Declarative memory: Facts as chunks with activation levels
Procedural memory: Production rules

Activation Equation:

$$A_i = B_i + \sum_j W_j S_{ji} + \epsilon$$

Where:

$A_i$ = activation of chunk i
$B_i$ = base-level activation (recency/frequency)
$W_j$ = attentional weight on element j in goal
$S_{ji}$ = association strength between j and i
$\epsilon$ = noise

Retrieval Probability:

$$P(retrieve_i) = \frac{1}{1 + e^{-\frac{A_i - \tau}{s}}}$$

Where τ is retrieval threshold and s is noise parameter.

Production Cycle:

loop (50ms per cycle):
    1. Match: Find productions matching buffer contents
    2. Select: Choose production based on utility
    3. Fire: Execute production actions
    4. Update: Modify buffers, request retrievals

4.3.3 CLARION

CLARION (Sun, 2002) emphasizes dual processing: explicit and implicit.

Core Principles:

Dual Representation: Both symbolic (explicit) and subsymbolic (implicit) knowledge
Bottom-up Learning: Implicit knowledge can be extracted into explicit rules
Motivation: Drives and goals influence processing

Subsystems:

Action-Centered Subsystem (procedural knowledge)
Non-Action-Centered Subsystem (declarative knowledge)
Motivational Subsystem (drives and goals)
Meta-Cognitive Subsystem (monitoring and control)

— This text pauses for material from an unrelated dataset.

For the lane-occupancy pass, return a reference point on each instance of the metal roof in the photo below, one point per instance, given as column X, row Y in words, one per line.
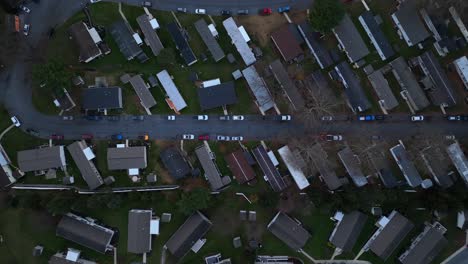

Dual Processing: Each subsystem has top (explicit/symbolic) and bottom (implicit/connectionist) levels that interact.

4.3.4 Comparison

Feature	Soar	ACT-R	CLARION
Knowledge rep.	Symbolic	Hybrid	Dual
Learning	Chunking	Bayesian	Bottom-up
Timing	None	50ms cycle	None
Psychological grounding	Moderate	High	High
Neural plausibility	Low	Moderate	Moderate

4.4 Common Architectural Principles

Despite differences, cognitive architectures share common principles.

4.4.1 Working Memory

Principle: A limited-capacity workspace holds current goals, context, and intermediate results.

Formal Model:

WorkingMemory = {
    capacity: N  (typically 4-7 items)
    contents: Set<Chunk>
    focus: Chunk (current attention)
    decay: Time → Activation
}

Miller's Law: Working memory capacity ≈ 7 ± 2 items (or 4 ± 1 chunks for complex items).

Implications:

Reasoning must be incremental, building on limited active context
Chunking extends effective capacity by grouping items
Attention mechanisms select what enters working memory

4.4.2 Production Systems

Principle: Procedural knowledge is represented as condition-action rules that match against working memory.

Definition 4.2 (Production Rule): A production rule is a pair (C, A) where:

C is a condition pattern over working memory
A is a set of actions modifying working memory and/or external state

Recognition-Action Cycle:

loop:
    1. Match: Find all productions whose conditions are satisfied
    2. Conflict Resolution: Select one production
    3. Act: Execute the selected production's actions

Advantages:

Modularity: Rules are independent
Incremental: New rules can be added without restructuring
Transparent: Each rule is inspectable

4.4.3 Long-Term Memory

Principle: Persistent storage of declarative knowledge (facts) and procedural knowledge (skills).

Types:

Semantic memory: General world knowledge (Paris is in France)
Episodic memory: Specific experiences (I visited Paris in 2019)
Procedural memory: Skills and procedures (how to ride a bike)

Retrieval: Memory access is typically via:

Spreading activation (associative retrieval)
Pattern matching (structured retrieval)
Cued recall (probe → response)

4.4.4 Goal Management

Principle: Behavior is directed by explicit goal structures.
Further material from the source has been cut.